こっちだって、負ける勝負はしない。もう一度、サーブを打つ。
ーーーーーーーーーーーーー
「さて、私の勝ち。何か言うことはあるかな?」
「ちくしょう。全国ベスト8相手にも4セットは取ったんだけどな」
結果は1ー6。この姉には何をやっても敵わない気がする。
「全国ベスト8?」
「さっき見せたろ。豊山さんだよ。中学の時全国ベスト8なんだ。その大会は向日葵に勝って出てんだ」
「へえ。そんな強い子もいるんだ。ひまも結構強いと思うけどね。まあ、私には敵わんかな」
自分を過大評価する、我が姉。現役選手より強い自信があんのかよ。アメリカでなにやって生活してんのかが謎だ。聞いてみるか。

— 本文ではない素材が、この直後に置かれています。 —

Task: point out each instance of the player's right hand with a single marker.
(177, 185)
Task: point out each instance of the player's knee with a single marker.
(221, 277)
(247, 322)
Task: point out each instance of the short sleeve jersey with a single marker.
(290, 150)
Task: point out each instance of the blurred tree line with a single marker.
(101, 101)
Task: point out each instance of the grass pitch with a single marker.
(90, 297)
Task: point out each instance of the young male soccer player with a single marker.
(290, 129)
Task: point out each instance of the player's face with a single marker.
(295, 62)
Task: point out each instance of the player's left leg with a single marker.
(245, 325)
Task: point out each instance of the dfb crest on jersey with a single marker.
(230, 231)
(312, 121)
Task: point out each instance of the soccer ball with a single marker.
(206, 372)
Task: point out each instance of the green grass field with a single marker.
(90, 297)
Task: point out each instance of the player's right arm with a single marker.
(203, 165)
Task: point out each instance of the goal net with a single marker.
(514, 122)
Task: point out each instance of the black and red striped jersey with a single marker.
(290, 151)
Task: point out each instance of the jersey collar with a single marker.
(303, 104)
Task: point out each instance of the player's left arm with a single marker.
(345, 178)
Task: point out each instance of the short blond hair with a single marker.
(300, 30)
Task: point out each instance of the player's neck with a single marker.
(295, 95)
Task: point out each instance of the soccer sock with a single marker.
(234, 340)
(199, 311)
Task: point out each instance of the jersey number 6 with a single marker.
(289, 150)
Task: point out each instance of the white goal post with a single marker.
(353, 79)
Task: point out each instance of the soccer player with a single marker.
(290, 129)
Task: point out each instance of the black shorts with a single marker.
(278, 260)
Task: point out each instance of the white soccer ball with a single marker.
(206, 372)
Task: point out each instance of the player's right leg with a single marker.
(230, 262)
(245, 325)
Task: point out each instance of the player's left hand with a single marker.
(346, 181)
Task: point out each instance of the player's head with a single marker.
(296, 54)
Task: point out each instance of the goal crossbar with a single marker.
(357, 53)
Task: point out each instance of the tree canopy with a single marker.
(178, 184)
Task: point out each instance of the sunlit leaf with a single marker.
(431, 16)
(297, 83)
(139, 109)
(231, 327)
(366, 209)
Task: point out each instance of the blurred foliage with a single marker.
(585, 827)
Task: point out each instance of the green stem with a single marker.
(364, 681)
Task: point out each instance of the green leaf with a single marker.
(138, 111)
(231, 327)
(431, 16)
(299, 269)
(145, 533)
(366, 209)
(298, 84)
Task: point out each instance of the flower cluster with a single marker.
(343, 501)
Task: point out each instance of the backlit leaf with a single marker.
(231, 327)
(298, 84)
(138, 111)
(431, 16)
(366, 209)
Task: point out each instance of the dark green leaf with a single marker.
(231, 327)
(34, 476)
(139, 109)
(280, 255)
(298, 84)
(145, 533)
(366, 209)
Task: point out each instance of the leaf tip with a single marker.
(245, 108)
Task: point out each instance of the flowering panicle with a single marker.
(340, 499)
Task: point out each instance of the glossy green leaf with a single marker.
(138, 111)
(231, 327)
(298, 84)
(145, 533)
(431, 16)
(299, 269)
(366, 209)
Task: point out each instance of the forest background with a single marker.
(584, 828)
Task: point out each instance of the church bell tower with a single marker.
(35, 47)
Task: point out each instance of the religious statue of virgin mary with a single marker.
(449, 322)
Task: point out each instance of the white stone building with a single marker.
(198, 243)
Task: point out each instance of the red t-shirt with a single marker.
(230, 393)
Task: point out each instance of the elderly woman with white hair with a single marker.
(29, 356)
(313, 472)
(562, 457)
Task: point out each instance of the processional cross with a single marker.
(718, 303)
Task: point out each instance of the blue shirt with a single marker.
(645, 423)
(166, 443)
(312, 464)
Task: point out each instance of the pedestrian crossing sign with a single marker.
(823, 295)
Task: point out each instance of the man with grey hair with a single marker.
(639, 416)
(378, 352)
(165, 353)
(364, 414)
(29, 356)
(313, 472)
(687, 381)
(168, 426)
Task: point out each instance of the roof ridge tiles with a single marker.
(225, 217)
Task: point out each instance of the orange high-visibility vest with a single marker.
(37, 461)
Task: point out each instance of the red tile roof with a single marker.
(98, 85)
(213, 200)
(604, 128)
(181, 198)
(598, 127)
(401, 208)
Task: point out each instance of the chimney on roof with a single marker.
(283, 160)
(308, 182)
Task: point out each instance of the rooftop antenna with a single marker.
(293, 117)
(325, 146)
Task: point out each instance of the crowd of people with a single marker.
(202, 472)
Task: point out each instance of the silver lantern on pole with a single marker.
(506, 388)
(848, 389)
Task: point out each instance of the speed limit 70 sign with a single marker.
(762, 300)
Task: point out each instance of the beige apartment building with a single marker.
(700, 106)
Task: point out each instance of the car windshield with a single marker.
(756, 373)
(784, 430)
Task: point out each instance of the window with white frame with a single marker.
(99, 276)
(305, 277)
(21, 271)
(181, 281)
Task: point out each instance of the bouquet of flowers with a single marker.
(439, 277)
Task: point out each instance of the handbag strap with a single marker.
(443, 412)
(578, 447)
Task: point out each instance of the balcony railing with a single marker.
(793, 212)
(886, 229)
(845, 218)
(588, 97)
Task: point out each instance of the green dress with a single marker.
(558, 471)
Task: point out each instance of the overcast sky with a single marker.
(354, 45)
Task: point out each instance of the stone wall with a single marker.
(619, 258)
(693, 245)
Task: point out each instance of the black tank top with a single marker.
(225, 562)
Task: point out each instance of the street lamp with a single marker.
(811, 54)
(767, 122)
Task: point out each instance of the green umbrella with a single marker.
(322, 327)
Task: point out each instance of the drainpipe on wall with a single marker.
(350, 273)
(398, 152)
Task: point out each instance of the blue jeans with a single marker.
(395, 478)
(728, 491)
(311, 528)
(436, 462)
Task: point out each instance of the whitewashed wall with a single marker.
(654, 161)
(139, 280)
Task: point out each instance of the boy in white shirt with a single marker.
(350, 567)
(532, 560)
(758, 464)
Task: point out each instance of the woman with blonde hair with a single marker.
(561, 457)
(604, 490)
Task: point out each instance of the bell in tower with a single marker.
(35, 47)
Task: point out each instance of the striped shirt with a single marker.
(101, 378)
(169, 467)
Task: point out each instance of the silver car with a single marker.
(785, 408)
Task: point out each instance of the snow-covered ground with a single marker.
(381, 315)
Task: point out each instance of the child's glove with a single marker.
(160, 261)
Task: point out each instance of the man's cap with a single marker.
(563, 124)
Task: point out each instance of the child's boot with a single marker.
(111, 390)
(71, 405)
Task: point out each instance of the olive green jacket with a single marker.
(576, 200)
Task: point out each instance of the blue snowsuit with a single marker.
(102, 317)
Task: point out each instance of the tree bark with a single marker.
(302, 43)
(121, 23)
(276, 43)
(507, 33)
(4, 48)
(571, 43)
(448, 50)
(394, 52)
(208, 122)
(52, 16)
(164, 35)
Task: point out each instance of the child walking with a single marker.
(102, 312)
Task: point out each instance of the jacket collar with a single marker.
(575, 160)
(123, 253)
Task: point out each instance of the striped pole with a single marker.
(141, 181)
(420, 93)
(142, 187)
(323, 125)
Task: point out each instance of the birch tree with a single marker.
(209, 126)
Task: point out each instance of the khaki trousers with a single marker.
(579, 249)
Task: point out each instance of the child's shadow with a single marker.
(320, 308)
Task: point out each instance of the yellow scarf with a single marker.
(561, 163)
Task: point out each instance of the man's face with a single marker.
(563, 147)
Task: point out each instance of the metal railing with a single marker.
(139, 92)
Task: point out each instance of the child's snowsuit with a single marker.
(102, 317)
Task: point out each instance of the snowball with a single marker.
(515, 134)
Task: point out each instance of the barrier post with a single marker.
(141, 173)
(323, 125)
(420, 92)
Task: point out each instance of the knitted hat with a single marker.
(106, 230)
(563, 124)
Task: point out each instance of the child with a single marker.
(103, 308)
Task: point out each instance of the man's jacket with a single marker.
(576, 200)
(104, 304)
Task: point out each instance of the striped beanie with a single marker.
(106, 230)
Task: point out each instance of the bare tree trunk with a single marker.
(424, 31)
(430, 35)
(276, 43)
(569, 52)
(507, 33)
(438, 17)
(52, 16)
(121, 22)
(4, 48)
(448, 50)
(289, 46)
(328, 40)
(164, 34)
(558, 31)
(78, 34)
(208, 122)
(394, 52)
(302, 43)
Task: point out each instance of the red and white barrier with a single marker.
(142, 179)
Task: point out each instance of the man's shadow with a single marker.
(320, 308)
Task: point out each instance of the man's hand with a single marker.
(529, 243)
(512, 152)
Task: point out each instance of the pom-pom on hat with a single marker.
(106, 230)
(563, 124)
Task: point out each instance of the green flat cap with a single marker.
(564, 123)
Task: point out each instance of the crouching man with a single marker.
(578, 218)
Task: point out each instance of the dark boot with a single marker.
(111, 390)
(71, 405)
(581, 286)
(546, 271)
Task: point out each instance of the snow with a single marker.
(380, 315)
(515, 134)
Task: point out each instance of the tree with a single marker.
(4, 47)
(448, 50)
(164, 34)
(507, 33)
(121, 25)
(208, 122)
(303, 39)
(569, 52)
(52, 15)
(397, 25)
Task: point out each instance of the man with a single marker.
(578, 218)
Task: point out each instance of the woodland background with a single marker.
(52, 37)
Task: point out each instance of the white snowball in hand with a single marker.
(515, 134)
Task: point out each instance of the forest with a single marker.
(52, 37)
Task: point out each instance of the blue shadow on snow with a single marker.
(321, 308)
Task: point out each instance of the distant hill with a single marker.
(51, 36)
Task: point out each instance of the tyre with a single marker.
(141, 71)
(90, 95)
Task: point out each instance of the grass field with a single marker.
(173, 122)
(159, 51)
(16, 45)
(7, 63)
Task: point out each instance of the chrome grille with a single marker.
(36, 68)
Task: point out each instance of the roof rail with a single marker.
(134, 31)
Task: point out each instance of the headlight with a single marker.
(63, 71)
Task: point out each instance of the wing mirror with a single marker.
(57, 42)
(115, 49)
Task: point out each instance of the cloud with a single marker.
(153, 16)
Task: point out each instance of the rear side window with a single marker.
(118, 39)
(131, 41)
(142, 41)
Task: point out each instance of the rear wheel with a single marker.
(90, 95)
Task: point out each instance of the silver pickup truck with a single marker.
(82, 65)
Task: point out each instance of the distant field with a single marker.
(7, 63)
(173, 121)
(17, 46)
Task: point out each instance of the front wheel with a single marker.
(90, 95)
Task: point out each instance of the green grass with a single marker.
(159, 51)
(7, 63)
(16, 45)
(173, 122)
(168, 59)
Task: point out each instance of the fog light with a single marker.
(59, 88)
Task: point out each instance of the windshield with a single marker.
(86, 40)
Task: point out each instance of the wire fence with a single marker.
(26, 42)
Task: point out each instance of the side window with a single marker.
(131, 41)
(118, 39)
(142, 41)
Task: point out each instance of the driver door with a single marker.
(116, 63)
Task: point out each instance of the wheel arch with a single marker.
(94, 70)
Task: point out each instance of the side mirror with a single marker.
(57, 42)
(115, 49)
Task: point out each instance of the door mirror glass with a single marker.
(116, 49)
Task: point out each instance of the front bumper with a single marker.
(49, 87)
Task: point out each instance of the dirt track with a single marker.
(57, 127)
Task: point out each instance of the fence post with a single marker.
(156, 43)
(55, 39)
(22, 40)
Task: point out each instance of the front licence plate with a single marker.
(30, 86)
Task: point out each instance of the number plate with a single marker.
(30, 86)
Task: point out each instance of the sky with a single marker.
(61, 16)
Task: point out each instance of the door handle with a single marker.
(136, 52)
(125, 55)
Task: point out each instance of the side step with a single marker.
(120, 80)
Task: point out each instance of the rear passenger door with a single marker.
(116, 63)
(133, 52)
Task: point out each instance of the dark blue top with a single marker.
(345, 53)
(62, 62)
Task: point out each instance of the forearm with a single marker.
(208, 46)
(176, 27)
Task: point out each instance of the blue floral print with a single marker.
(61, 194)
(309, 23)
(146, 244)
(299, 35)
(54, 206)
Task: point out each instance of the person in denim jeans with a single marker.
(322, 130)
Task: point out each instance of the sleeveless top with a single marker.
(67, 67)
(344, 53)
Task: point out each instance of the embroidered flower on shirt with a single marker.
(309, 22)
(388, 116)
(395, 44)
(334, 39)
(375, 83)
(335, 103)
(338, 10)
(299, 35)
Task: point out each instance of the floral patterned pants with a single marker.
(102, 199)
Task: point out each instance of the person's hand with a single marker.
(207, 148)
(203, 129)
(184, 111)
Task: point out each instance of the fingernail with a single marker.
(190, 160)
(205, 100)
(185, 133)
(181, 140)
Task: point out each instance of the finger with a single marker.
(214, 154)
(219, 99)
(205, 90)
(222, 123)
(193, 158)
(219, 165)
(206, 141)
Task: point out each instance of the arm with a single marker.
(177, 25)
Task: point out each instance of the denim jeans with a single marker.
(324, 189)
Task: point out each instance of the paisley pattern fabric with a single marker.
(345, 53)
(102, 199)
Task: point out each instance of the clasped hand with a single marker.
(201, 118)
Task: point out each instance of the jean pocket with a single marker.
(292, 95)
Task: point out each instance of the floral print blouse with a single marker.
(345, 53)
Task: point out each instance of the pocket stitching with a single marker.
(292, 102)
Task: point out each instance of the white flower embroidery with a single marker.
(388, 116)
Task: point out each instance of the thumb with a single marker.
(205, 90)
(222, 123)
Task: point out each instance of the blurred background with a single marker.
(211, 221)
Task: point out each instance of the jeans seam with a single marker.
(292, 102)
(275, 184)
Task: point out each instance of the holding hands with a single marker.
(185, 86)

「姉さん、アメリカでなにやってんだよ。まさか、本当に石油王探してるわけでもあるまいに」
「まあ、経済を一応専攻してるわよ。ひまのためにスポーツ関連勉強しようと思ったけど、ハーバードなかったのよね」
「じゃあ、あの人は一体なんなんだ」
「スティーブン?さあ、どこの学校の人だったかしら」
知らんのかい。適当に頼むんじゃないよ。東京にアニメ観光で去って行ったけど。
「ひな、ひまが何をしたいか知ってる?」
「さあ?でも、向日葵がテニスを続けたいって言うならサポートするし、全然別のことやりたいって言ってもぼくは止めないよ」
「ま、あの子もまだ中学生だし、あんた同様ゆっくり考えてもらえばいいか。私みたいにほっつき歩かないように、あんたがちゃんと見ててやりなさいよ。私は当分戻れないし、あんたが一番近いんだから」
「分かってるよ……」
「今はひまのことより先にやることがあるわね」
「ああ」
今度こそ、あの地へ。
姉と連れ立って、歩き出す。
「そだ。せっかくだし、罰ゲーム」
「なにが、せっかくなんだよ」
「まあまあ。特に害はないし、今日いっぱいだけでいいから」
「……とりあえず言ってみなよ」
「私のことをお姉ちゃんと呼びなさい」
「分かったよ、お姉ちゃん」
「む〜。あっさりしすぎてなにも面白くない。ひな、あんたいつからそんなに面白くない人間になっちゃったの?もっと恥ずかしがってくれると思ったのに」
「恥ずかしがってたら、それこそ思うつぼだからな」
それにぼくの中の何かが減る気がする。
「先に、昼食べてからにする?」
「そうね。さすがに少しお腹空いたわ」
「じゃあ、さっさと行こうお姉ちゃん」
「なんか、ものすごく違和感〜」
だったらなぜ提案したんだ。
まあ、害のない罰ゲームなんてこんなもんだ。下手に恥ずかしがるから、向こうが喜ぶことになる。だから、あえて淡々と言うことで逆に向こうにダメージを与えることができる……かもしれない。
確証はないので、絶対じゃないぞ。
いつか、向日葵もぼくたちのことをお兄ちゃん、お姉ちゃんと呼ばなくなる時が来るのかなと考えながら、テニスコートを後にした。